Jim McColl warns firms are undervalued in M&As
COMPANIES are putting their mergers and acquisitions at risk by undervaluing "intangibles" such as their brand or employees by as much as 40 per cent, according to a report.
Jim McColl, chairman and chief executive of engineering giant Clyde Blowers, said it was a "mistake" to "go by the numbers" when valuing a business. He said his team paid close attention to the value of intangibles during the $1 billion takeover of the fluid and power division of US industrial conglomerate Textron in 2008.
McColl said that many businesses were not comfortable with his approach to M&A and due diligence.
He said: "It would have been a mistake if we had just gone by the numbers. We had to look at the businesses being acquired and see how their processes and people were going to fit with our own organisation. One of the reasons not every business pays enough attention to the intangibles is that it's hard to quantify the benefits. You need to believe that it's going to add value without necessarily knowing in exact detail how much and when it will be realised."

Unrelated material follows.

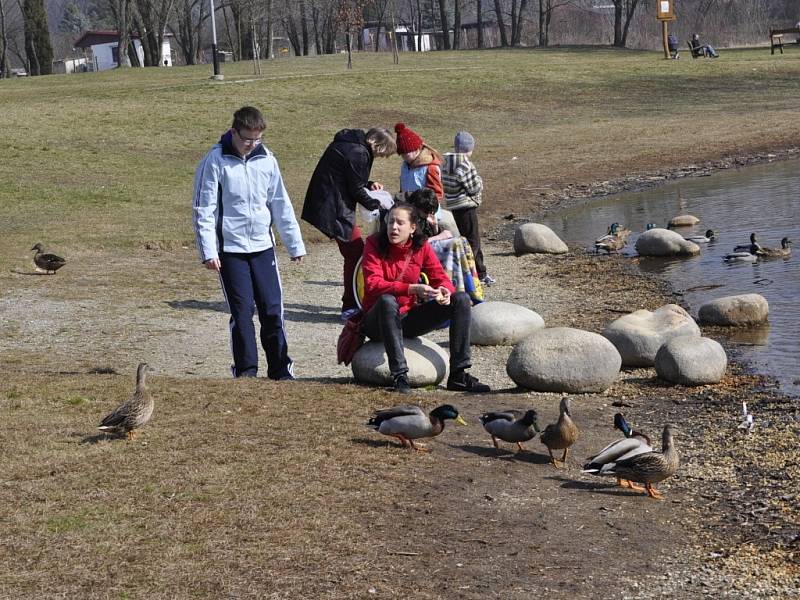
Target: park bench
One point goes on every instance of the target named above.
(776, 37)
(696, 52)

Business leaders are currently valuing intangibles – such as brand value, leadership skills and staff morale – at no more than one third of a company's market capitalisation but the real value could be as high as 75 per cent, according to a report by management consultancy Hay Group.
According to Hay, devaluing the business threatens both the deal and potentially the viability of the business. "Without paying the right attention to intangibles, the full potential value of a deal cannot be achieved and could even damage the business," warned Deborah Allday, M&A director at Hay Group.
The report found the speed at which deals are often concluded and the lack of due diligence were blamed for the lack of attention paid to valuing intangibles. As part of the report, Hay Group questioned 560 business executives who had been involved in M&A deals worth at least $500 million in the past three years.
Recalling the Textron deal, McColl said that his team had identified a number of changes that would be required for the two organisations to come together with maximum efficiency once the intangible capital diligence was complete.
Cross-border and organisational differences were resolved by creating a 14-strong integration team, made up equally from Clyde Blowers and the acquired business, who worked together to amalgamate working practices and vision, he said. McColl added: "You have to look at the softer issues, otherwise you're not really completing due diligence properly."